That's certainly true, and if you can, you should improve your first impressions (plastic surgery, fashion, and later genetic cosmetics I hopefully imagine). Of course charisma also includes a whole lot of other things (psych, NLP) and that is quite a rabbit hole, but a worthwhile one.
But for things you can't change, I wouldn't quite worry. Because you can't change it. There are too many things you can change, why worry about being taller?
For statistical analysis, you are absolutely right. For personal growth, that statistic is probably irrelevant.
That's pretty much true, and even when it isn't there's no way to tell except in hindsight. It's best to give your full effort and as you say, try to relentlessly self-improve, because that at least has some hope of working.
Unless you want to be a female F500 CEO, then you're out of luck, which is a sad thing to be saying in in this millennium.
>Unless you want to be a female F500 CEO, then you're out of luck...
Of which, only 4 are female, and that's what I explicitly was talking about, as opposed to S&P. To be honest though, 4.4% of S&P CEO's, when women are a bit more than 50% of the population is almost as ugly as .8%.
Checks height
5'8" damn it.
Well at least you have to admit that he's a latter day Adonis. Ok, maybe he's the exception that proves the rule?
Kidding aside, "not all" has to be implied in any broad description of a group like this.
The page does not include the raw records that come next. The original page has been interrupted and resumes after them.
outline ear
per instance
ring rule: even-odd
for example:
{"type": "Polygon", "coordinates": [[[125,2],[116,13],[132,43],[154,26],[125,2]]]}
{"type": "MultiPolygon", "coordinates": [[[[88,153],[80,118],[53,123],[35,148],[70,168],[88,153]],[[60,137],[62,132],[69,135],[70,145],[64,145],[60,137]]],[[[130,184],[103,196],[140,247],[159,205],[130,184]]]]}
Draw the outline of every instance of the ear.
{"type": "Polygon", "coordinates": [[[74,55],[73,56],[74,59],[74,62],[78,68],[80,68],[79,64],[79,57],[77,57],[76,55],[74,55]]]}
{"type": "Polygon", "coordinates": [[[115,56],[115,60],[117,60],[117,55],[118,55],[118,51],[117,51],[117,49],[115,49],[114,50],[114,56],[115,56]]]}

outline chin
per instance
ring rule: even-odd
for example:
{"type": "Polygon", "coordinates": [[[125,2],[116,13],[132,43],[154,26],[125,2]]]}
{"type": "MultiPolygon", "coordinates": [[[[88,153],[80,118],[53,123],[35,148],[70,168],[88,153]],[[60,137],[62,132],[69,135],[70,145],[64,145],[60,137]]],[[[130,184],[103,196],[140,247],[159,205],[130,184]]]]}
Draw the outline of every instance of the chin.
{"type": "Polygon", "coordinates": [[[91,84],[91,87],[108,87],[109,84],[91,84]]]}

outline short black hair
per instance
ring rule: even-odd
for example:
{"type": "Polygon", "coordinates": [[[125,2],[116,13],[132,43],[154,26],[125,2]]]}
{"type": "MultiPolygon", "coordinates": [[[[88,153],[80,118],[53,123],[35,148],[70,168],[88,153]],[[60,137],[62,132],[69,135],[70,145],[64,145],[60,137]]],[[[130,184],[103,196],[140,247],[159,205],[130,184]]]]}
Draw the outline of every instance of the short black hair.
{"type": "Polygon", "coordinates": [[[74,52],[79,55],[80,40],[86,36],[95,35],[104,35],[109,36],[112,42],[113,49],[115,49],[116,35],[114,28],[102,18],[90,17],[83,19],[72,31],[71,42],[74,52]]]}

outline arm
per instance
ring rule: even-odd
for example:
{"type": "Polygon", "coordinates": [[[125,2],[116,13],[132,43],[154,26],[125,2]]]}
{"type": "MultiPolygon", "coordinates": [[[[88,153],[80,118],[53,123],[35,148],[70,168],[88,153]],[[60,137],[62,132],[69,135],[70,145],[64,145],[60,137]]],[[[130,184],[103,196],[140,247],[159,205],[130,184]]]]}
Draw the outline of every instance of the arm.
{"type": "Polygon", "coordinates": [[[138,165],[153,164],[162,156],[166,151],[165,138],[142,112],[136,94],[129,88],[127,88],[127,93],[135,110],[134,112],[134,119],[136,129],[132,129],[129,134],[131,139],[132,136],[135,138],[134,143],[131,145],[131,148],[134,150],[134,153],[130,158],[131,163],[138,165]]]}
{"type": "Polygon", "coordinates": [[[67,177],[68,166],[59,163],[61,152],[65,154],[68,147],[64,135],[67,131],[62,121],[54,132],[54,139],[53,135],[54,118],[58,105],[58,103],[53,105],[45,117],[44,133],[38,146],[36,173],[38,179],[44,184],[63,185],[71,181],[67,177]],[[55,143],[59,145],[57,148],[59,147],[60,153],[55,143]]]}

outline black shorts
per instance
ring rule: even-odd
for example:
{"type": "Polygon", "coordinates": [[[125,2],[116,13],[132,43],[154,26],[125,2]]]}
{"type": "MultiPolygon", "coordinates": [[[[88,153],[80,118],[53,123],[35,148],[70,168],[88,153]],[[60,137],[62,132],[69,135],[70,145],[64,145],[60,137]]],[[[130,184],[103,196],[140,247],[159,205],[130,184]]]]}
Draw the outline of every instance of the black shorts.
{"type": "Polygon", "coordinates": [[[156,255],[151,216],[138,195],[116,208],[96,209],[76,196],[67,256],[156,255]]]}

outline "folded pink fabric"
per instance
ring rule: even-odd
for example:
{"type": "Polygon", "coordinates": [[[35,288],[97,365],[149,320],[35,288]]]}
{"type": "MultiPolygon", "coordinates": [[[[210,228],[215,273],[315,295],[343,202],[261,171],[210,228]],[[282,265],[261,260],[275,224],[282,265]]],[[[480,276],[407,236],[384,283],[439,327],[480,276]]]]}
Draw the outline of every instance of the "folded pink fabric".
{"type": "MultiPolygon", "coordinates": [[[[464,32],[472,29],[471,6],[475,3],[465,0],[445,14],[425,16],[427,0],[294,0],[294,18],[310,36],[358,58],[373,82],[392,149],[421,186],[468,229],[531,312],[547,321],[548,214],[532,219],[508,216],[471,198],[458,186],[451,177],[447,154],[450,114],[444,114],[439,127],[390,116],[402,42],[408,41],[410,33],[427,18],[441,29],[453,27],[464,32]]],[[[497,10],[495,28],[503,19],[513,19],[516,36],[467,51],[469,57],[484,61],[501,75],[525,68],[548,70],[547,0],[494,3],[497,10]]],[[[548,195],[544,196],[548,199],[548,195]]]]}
Bill Gates would be another example of someone who enjoyed incredible success without those qualities.
It is, but it can unfortunately blind people to a lack of other qualifications. Of course, I don't mean that "charismatic people are unqualified". Obviously Steve Jobs was quite charismatic and did impressive things for his company. Bill Gates meanwhile, I like a lot more as a person, but I'd find it hard to argue for his "classical" CEO creds of charisma and imposing presence.
True, but let's not forget that in California 70% of the population is white. 6% are black. Most of those are at a disadvantage early on (parents, location/city, schools) before they may even start working. So it is not surprising that many CEOs are white, too.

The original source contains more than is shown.